Today’s Orders and Opinions

The Order List is here.

NOTE: The Court did grant cert. in one case, FedEx v. Holowecki.

The opinion in Safeco is here.
The opinion in Uttecht is here.
The opinion in Sole is here.
The per curiam opinion dismissing Claiborne is here.



6 Comments »



  1. What is the Court’s policy on announcing per curiams from the bench? I’m pretty sure they announced Bush v. Gore, I doubt if they announced Claiborne. What about a 9th Circuit slapdown? And when they do it, who does it?

    roger friedman

    Comment by r.friedman — June 4, 2007 @ 11:52 am

  2. You need to look at the reason why the decision came out as a Per Curiam.

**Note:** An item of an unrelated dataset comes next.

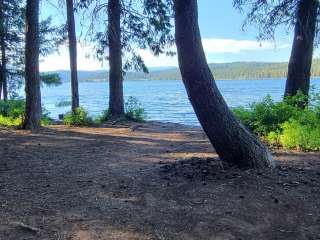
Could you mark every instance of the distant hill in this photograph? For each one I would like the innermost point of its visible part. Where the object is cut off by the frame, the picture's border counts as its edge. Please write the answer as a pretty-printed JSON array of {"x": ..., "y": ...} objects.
[{"x": 235, "y": 70}]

In Bush v. Gore, it was because there was no reasoning that commanded five votes, even though the individual Justices had quite substantial separate concurring and dissenting opinions.

    In today’s P.C. decisions, there are no separate opinions. Both involve (in the Court’s view) straightforward unanimous applications of well settled law.

    Comment by Marc Shepherd — June 4, 2007 @ 12:59 pm

  3. Actually, I see that Justice Thomas did write separately (though briefly, and breaking no new ground) in the other P.C. case today.

    Comment by Marc Shepherd — June 4, 2007 @ 3:14 pm

  4. Erickson is not unanimous.

    Comment by Kent Scheidegger — June 4, 2007 @ 3:17 pm

  5. The practice appears to be that per curiam decisions are announced from the bench in argued cases, but not in cases decided on a summary basis without oral argument. Thus, Claiborne was announced from the bench today; in like manner, Roper v. Weaver, which was digged after argument, was announced from the bench. Erickson was not announced from the bench, nor were any of the other summary per curiam decisions earlier this term.
    Bush v. Gore was released around 10 PM on Tuesday, December 12, 2000. It was not announced from the bench, but that was not because the decision was per curiam.

    Comment by Ken Jost — June 4, 2007 @ 5:26 pm

  6. “In Bush v. Gore… there was no reasoning that commanded five votes.”
    I believe that Justice Scalia’s concurring opinion claimed to agree with the reasoning of the per curiam, only to be adding another ground for reversal. It then follows that the per curiae order to permanently end the recount on equal protection grounds since coming up with a new counting standard would not be possible before the statutory “safe harbor” deadline was an order whose reasoning had the support of a full court (namely the five conservative justices).